The vaginal mucosa has a large surface area, considerable vascularization, and good permeability. In addition, delivering therapeutics to the vaginal mucosa bypasses liver metabolism issues and allows for self-application. These factors indicate that prevention therapy, or prEP, should focus on virus uptake inhibition in the lower FRT to prevent systemic virus dissemination.

This unique technology addresses the limitations of systemic administration of bNAbs by offering an intervention that is locally applied to the FRT. It comprises synthetic messenger RNA (mRNA) with a coding sequence containing the HIV-neutralizing monoclonal antibody PGT121 that is modified with a glycosylphosphatidylinositol (GPI) membrane-anchor coding sequence at the heavy chain nucleotide sequence of PGT121. Using the GPI anchoring mechanism ensures the FRT will retain the bNAbs for up to 30 days, providing a patient-friendly therapy option to enhance compliance.

This antibody therapy is aerosolized in water and locally administered to the FRT epithelia. The use of water as a carrier circumvents the possibility of local FRT irritation and inflammation often encountered with typical mRNA carriers.

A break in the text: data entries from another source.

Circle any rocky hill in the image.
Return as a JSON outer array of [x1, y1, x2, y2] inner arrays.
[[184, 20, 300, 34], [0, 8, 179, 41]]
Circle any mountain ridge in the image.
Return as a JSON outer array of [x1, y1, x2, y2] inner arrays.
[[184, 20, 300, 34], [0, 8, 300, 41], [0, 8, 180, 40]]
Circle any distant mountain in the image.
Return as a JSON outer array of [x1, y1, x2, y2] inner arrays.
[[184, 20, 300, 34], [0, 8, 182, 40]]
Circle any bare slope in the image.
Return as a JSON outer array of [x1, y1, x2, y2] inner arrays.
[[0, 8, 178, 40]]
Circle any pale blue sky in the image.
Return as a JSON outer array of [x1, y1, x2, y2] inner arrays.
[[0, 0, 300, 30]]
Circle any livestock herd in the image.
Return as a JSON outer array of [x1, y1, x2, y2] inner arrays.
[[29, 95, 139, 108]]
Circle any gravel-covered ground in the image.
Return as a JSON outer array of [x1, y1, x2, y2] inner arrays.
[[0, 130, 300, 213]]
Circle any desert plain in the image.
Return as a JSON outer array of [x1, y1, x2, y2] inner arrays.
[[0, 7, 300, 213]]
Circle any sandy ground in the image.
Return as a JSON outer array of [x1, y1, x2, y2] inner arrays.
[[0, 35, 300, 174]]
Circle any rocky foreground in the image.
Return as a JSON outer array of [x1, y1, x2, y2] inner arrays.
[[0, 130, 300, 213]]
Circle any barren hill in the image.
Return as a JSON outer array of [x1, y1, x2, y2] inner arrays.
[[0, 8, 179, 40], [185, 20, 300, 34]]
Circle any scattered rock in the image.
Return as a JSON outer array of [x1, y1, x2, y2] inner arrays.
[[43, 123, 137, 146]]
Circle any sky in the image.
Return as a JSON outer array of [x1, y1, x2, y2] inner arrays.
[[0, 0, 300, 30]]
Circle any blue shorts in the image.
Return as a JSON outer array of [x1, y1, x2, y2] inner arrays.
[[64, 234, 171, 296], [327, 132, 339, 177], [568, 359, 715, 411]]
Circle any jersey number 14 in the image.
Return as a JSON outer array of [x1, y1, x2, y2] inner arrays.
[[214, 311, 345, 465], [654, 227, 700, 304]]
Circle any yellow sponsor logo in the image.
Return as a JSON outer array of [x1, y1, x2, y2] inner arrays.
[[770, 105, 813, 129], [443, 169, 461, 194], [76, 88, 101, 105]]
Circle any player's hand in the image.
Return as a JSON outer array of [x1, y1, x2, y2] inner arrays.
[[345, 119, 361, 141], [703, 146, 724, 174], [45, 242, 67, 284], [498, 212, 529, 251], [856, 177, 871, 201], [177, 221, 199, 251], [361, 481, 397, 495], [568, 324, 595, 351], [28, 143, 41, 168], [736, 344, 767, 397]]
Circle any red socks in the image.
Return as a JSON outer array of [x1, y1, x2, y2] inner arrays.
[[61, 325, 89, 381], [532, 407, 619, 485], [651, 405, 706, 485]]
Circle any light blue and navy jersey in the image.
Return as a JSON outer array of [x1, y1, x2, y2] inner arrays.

This technology offers a safe and effective delivery system for providing patient-compliant HIV prophylaxis therapy to the FRT, addressing the myriad issues that affect prEP protocol adherence.

Solution Advantages
  • Effective: Easy local application ensures mRNA is absorbed directly into the most common site of HIV introduction, potentially enhancing patient compliance and avoiding systemic complications.
  • Long-lasting: The mRNA generates antibodies along with an anchoring sequence that retains the neutralizing antibodies in the FRT, providing month-long HIV protection. 
  • Safe: This delivery system uses water as a carrier, which prevents inflammation that may occur with traditional mRNA carriers. Additionally, local application bypasses systemic complications, such a first-pass metabolism by the liver, and adverse effects.
  • Less expensive: This water-based, easy-to-administer therapy may reduce the need for repeated clinic visits, resulting in lower medical costs for patients.
  • Stable: Using water as a carrier provides a more stable delivery system compared with parenterally administered products that require cold storage for stability. 
  • Translatable: This technology has been tested in non-human primates with positive results.
Potential Commercial Applications
  • Prevention of HIV transmission via the female reproductive tract
Y-shaped PGT121 attached to a bar-shaped membrane via an encoded GPI anchor, depicted as tendrils at the bottom of the “Y” and embedded in membrane.

Schematic of membrane-anchored PGT121 using a GPI anchor fused to the three prime end of the heavy chain nucleotide sequence.